[Blogging Mindset] Don’t Think, Just Write!

If you’ve done the proper amount of research on your topic, you know what your audience wants, and you know what you want to say, then taking action and starting to write should be simple and require no particular effort. Right?

Not quite. All writers know too well that sometimes this just isn’t the case. Getting down to the physical act of writing can take a lot of will power.

Almost everything else seems more attractive than starting to write.

How can we get ourselves to stop procrastinating and move straight to action?

Here are a few ideas that have worked for me:

1. Remember why you’re writing

Remind yourself what this blog post will do for you when completed. This action is taking you in a direction you want to go. Remember this objective and write it down at the top of your To Do list.

2. Just punch the damn keys

Just do it. Start punching those keys.

Don’t waste time and energy thinking about writing, and just write.

3. Remember that actions are finite

Anticipate the end. Once you’ve done it, it’s done, and it won’t have to be done again. So get on with it!

4. Ask someone to help you

Tell a peer, a friend, or your boss that it will be done by 3 pm. If they are a real friend, they’ll drop by a while before the deadline to check that you have started.

5. Tell a large number of people you’ll do it

Trap yourself. If you’ve made a commitment to a lot of people then the shame of saying you didn’t try will outweigh the effort of doing it.

6. Location, location, location

Write in a pleasant place – a favorite coffee shop or library or a room overlooking the sea. Whatever it takes: wear favorite clothes or special socks – just like athletes do!

7. Do nothing else

Allow yourself to do nothing else until you’ve completed your chapter/paper/article.

The important thing is that there should be a space of time, say four hours a day at least, when a professional writer doesn’t do anything else but write. He doesn’t have to write, and if he doesn’t feel like it he shouldn’t try. He can look out of the window or stand on his head or writhe on the floor, but he is not to do any other positive thing, not read, not write letters, glance at magazines, or write checks. Either write or nothing. – Raymond Chandler

Different things work for different people and in different circumstances. What works for you?


14 thoughts on “[Blogging Mindset] Don’t Think, Just Write!

      1. Many-a-time I feel I can’t write anymore & all this while I felt it was my individual problem.

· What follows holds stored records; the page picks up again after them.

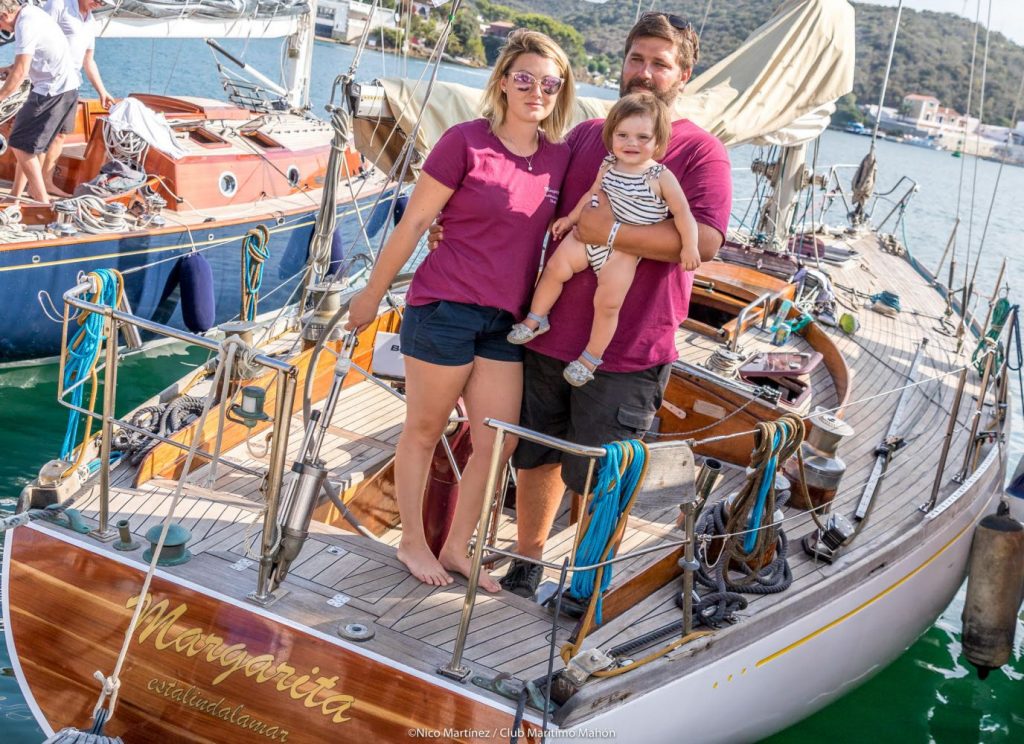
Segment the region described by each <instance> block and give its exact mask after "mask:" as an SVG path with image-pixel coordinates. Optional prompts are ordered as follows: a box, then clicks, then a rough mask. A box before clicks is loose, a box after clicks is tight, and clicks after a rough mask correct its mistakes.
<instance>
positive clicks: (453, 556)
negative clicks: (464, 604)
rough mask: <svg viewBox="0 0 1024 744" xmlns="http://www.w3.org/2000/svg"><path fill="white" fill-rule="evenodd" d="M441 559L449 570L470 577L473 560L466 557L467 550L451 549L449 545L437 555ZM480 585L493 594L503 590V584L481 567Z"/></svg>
mask: <svg viewBox="0 0 1024 744" xmlns="http://www.w3.org/2000/svg"><path fill="white" fill-rule="evenodd" d="M437 559H438V561H440V564H441V566H443V567H444V568H446V569H447V570H449V571H455V572H456V573H458V574H460V575H462V576H466V577H467V578H468V577H469V572H470V570H471V569H472V567H473V565H472V562H471V561H470V560H469V559H468V558H467V557H466V555H465V552H463V553H459V552H457V551H452V550H449V546H447V545H444V548H442V549H441V555H439V556H438V557H437ZM478 585H479V587H480V588H481V589H483V590H484V592H489V593H490V594H493V595H496V594H498V593H499V592H501V590H502V585H501V584H500V583H498V582H497V581H495V579H494V578H492V576H490V574H489V573H487V572H486V570H484V569H483V568H481V569H480V577H479V581H478Z"/></svg>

But thanking god, for the post and your comments. Somewhere, now I know how much ever time it takes its just the starting trouble, common to all writers.

        Liked by 1 person

  1. Whenever I have trouble writing, I do something physical that doesn’t require too much mental effort (usually cleaning/ watering plants). For a while, I’ll try to pull something together, but I often end up turning on music that helps me think or the lyrics/artists are inspiring. I did laugh imagining myself on my head or writhing on the floor trying to come up with some words to type.

    Liked by 1 person

  2. Boy does this resonate. Just today I had to breathe past rolling my eyes at a post I’d promised to publish. Most are fun to write; some are tedious until I start…’just punchin’ those da*m keys” just like you describe. Wooo, that’s funny! Ironically, the topic was (and is …it’s now up) on The Brain. Your chronicle of the process or those tougher writing days is soooo on point.

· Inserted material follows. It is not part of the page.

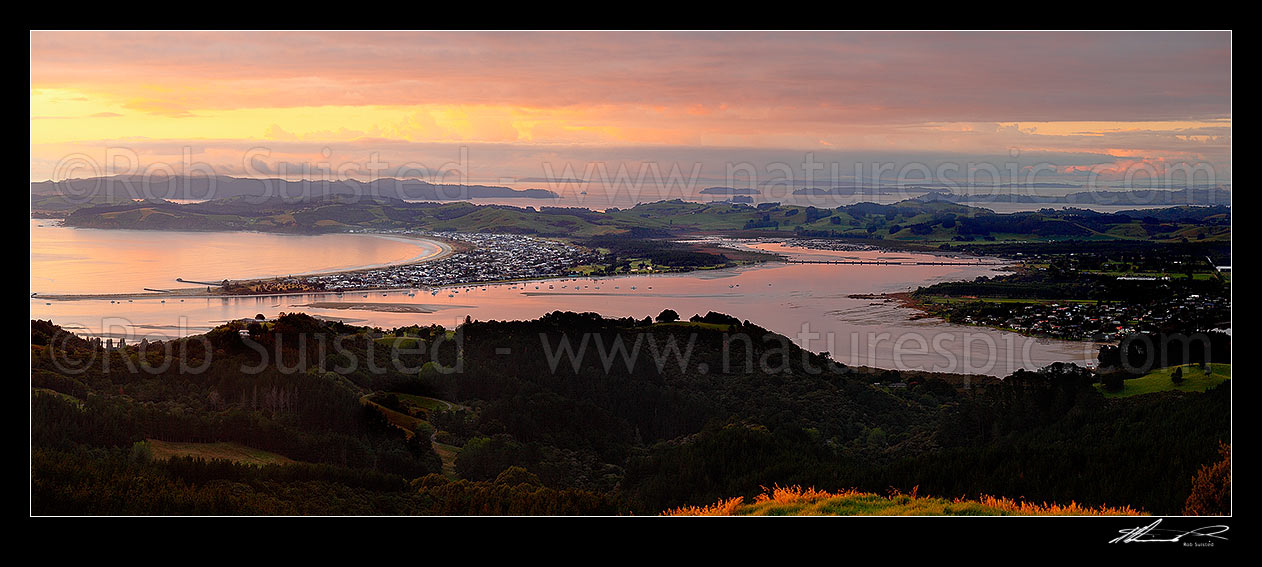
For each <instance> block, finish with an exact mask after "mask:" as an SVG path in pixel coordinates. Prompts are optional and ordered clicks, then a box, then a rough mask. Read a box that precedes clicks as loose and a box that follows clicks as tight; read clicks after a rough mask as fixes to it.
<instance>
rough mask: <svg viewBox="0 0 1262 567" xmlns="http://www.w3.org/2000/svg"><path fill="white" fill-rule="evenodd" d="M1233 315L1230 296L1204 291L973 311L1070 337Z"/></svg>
mask: <svg viewBox="0 0 1262 567" xmlns="http://www.w3.org/2000/svg"><path fill="white" fill-rule="evenodd" d="M1229 319H1230V299H1229V298H1214V297H1201V295H1189V297H1184V298H1175V299H1169V301H1165V302H1157V303H1147V304H1137V303H1026V304H1013V306H1012V307H1011V308H1008V309H1007V312H1006V313H997V312H987V313H969V314H967V316H963V317H959V318H955V319H954V321H957V322H963V323H969V325H987V326H996V327H1007V328H1012V330H1017V331H1021V332H1025V333H1029V335H1036V336H1046V337H1054V338H1068V340H1094V341H1116V340H1121V338H1122V337H1124V336H1127V335H1131V333H1136V332H1159V331H1165V330H1171V328H1175V330H1179V331H1180V332H1193V331H1208V330H1213V328H1215V325H1217V323H1218V322H1222V321H1229Z"/></svg>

    I purposely sent an update to the workshop hosts today, saying it would be up by tonight and because being true to your word is important, I instantly starting typing AND enjoying the research that came with it. Also because the subject is about how we use the brain, that was a nudge forward – otherwise what use would be it be writing about the brain if I couldn’t control it enough to concentrate and follow through on something…every day sure brings another lesson. Thanks for this fabulous post AND reminder! Happy writing y’all!

    Liked by 1 person

    1. Most times, all it takes is to start. I read about a bunch of tricks just to get you to start, like promising yourself a reward or that you’ll only do it for 15 minutes.

      The truth of the matter is that once you start punching those keys, the most difficult thing is to stop.